White Melanie Y, Tchen Adrian S, McCarron Hugh C K, Hambly Brett D, Jeremy Richmond W, Cordwell Stuart J
Department of Medicine, The University of Sydney, Sydney, Australia.
Proteomics. 2006 Dec;6(23):6221-33. doi: 10.1002/pmic.200600219.

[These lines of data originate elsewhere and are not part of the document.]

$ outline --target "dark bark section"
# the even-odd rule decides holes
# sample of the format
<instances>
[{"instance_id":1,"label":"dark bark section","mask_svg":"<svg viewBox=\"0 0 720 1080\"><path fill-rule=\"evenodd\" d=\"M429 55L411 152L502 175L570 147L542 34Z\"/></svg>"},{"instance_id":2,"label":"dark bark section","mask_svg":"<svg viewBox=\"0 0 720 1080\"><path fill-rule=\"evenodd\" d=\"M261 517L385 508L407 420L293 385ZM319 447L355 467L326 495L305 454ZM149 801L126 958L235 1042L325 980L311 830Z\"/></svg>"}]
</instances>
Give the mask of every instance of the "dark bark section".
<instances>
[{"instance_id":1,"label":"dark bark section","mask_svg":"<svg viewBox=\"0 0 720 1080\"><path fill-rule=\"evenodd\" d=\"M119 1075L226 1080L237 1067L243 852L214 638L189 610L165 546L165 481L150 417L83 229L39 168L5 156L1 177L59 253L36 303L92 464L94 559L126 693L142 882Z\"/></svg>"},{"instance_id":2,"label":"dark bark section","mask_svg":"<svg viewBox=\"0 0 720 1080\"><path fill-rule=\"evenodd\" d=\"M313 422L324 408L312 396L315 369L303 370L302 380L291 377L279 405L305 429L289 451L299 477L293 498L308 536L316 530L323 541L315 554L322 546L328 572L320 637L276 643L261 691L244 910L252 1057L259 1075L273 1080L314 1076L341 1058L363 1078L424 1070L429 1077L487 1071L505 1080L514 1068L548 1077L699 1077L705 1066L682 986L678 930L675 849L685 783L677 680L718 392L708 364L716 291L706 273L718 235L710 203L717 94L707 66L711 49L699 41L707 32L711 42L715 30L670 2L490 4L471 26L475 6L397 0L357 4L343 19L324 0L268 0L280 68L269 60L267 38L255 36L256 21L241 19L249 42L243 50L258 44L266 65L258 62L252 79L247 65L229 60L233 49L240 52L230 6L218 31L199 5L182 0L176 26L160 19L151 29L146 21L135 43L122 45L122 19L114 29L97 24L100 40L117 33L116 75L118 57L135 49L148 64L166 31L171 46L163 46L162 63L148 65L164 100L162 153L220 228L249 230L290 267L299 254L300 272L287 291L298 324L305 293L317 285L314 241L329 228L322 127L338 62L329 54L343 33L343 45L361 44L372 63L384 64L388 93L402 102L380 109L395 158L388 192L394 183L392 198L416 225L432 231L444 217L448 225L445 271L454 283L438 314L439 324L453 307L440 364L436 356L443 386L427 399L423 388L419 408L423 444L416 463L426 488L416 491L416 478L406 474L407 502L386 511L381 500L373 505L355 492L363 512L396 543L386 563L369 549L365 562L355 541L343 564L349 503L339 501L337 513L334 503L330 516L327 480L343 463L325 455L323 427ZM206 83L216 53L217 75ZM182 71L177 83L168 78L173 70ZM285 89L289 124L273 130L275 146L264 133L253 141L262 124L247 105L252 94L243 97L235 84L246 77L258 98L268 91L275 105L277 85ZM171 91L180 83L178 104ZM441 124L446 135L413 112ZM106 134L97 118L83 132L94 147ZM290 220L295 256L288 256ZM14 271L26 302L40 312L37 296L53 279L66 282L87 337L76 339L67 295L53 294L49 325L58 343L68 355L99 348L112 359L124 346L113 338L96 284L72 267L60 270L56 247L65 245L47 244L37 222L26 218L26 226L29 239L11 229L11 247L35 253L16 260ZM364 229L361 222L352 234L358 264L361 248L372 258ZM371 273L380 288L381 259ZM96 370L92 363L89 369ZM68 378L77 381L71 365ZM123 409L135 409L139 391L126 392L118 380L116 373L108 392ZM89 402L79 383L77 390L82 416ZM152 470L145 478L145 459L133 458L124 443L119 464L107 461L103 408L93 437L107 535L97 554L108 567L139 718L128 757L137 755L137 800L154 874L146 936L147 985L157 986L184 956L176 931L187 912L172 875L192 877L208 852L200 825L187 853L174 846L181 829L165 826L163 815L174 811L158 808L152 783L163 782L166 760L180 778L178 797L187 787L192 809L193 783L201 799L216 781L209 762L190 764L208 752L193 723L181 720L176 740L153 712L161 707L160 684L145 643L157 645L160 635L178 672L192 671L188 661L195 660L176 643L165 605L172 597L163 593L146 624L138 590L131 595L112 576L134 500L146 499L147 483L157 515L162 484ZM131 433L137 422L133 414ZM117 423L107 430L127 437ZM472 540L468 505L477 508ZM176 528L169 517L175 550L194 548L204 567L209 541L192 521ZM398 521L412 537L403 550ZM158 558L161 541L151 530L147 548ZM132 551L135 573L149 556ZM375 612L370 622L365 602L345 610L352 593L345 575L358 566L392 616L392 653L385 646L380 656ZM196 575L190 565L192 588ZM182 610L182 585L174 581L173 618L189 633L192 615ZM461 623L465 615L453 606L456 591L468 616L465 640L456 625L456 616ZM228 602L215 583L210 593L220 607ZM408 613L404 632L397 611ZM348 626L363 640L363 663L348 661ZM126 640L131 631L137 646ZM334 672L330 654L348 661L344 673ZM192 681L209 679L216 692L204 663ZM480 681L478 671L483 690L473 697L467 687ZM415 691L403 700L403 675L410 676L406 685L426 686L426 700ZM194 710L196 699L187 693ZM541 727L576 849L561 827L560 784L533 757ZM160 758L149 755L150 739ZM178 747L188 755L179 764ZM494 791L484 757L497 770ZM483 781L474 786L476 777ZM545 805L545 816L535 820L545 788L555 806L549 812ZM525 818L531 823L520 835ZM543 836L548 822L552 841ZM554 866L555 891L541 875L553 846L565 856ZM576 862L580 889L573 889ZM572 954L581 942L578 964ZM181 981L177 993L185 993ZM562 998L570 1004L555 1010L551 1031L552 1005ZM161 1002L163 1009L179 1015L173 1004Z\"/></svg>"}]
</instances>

A brief period of ischemia followed by timely reperfusion may lead to prolonged, yet reversible, contractile dysfunction (myocardial stunning). Damage to the myocardium occurs not only during ischemia, but also during reperfusion, where a massive release of oxygen-free radicals (OFR) occurs. We have previously utilized 2-DE and MS to define 57 protein spot changes during brief ischemia/reperfusion (15 min ischemia, 60 min reperfusion; 15I/60R) injury in a rabbit model (White, M. Y., Cordwell, S. J., McCarron, H. C. K., Prasan, A. M. et al., Proteomics 2005, 5, 1395-1410) and shown that the majority of these occur because of physical and/or chemical PTMs. In this study, we subjected rabbit myocardium to 15I/60R in the presence of the OFR scavenger N-(2-mercaptopropionyl) glycine (MPG). Thirty-seven of 57 protein spots altered during 15I/60R remained at control levels in the presence of MPG (15I/60R + MPG). Changes to contractile proteins, including myosin light chain 2 (MLC-2) and troponin C (TnC), were prevented by the addition of MPG. To further investigate the individual effects of ischemia and reperfusion, we generated 2-DE gels from rabbit myocardium subjected to brief ischemia alone (15I/0R), and observed alterations of 33 protein spots, including 18/20 seen in both 15I/60R-treated and 15I/60R + MPG-treated tissue. The tissue was also subjected to ischemia in the presence of MPG (15I/0R + MPG), and 21 spot changes, representing 14 protein variants, remained altered despite the presence of the OFR scavenger. These ischemia-specific proteins comprised those involved in energy metabolism (lactate dehydrogenase and ATP synthase alpha), redox regulation (NADH ubiquinone oxidoreductase 51 kDa and GST Mu), and stress response (Hsp27 and 70, and deamidated alpha B-crystallin). We conclude that contractile dysfunction associated with myocardial stunning is predominantly caused by OFR damage at the onset of reperfusion, but that OFR-independent damage also occurs during ischemia. These ischemia-specific protein modifications may be indicative of early myocardial injury.
短暂的缺血期后及时再灌注可能导致心肌收缩功能障碍延长但可逆(心肌顿抑)。心肌损伤不仅发生在缺血期间,也发生在再灌注期间,此时会大量释放氧自由基(OFR)。我们之前利用二维电泳(2-DE)和质谱(MS)技术,在兔模型中确定了短暂缺血/再灌注(15分钟缺血,60分钟再灌注;15I/60R)损伤过程中57个蛋白质点的变化(怀特,M.Y.,科德韦尔,S.J.,麦卡伦,H.C.K.,普拉桑,A.M.等,《蛋白质组学》2005年,第5卷,1395 - 1410页),并表明其中大多数变化是由于物理和/或化学的蛋白质翻译后修饰(PTM)。在本研究中,我们在氧自由基清除剂N -(2 - 巯基丙酰基)甘氨酸(MPG)存在的情况下,对兔心肌进行15I/60R处理。在15I/60R期间发生变化的57个蛋白质点中,有37个在MPG存在(15I/60R + MPG)时保持在对照水平。收缩蛋白的变化,包括肌球蛋白轻链2(MLC - 2)和肌钙蛋白C(TnC),通过添加MPG得以预防。为了进一步研究缺血和再灌注的个体影响,我们从仅经历短暂缺血(15I/0R)的兔心肌中制备了二维电泳凝胶,并观察到33个蛋白质点的变化,其中18/20个在15I/60R处理和15I/60R + MPG处理的组织中都可见。该组织也在MPG存在的情况下进行缺血处理(15I/0R + MPG),尽管存在氧自由基清除剂,但仍有21个点的变化,代表14种蛋白质变体,保持改变。这些缺血特异性蛋白质包括参与能量代谢的蛋白质(乳酸脱氢酶和ATP合酶α)、氧化还原调节蛋白(NADH泛醌氧化还原酶51 kDa和谷胱甘肽S - 转移酶Mu)以及应激反应蛋白(热休克蛋白27和70,以及脱酰胺化的αB - 晶状体蛋白)。我们得出结论,与心肌顿抑相关的收缩功能障碍主要是由再灌注开始时的氧自由基损伤引起的,但在缺血期间也会发生不依赖氧自由基的损伤。这些缺血特异性蛋白质修饰可能表明早期心肌损伤。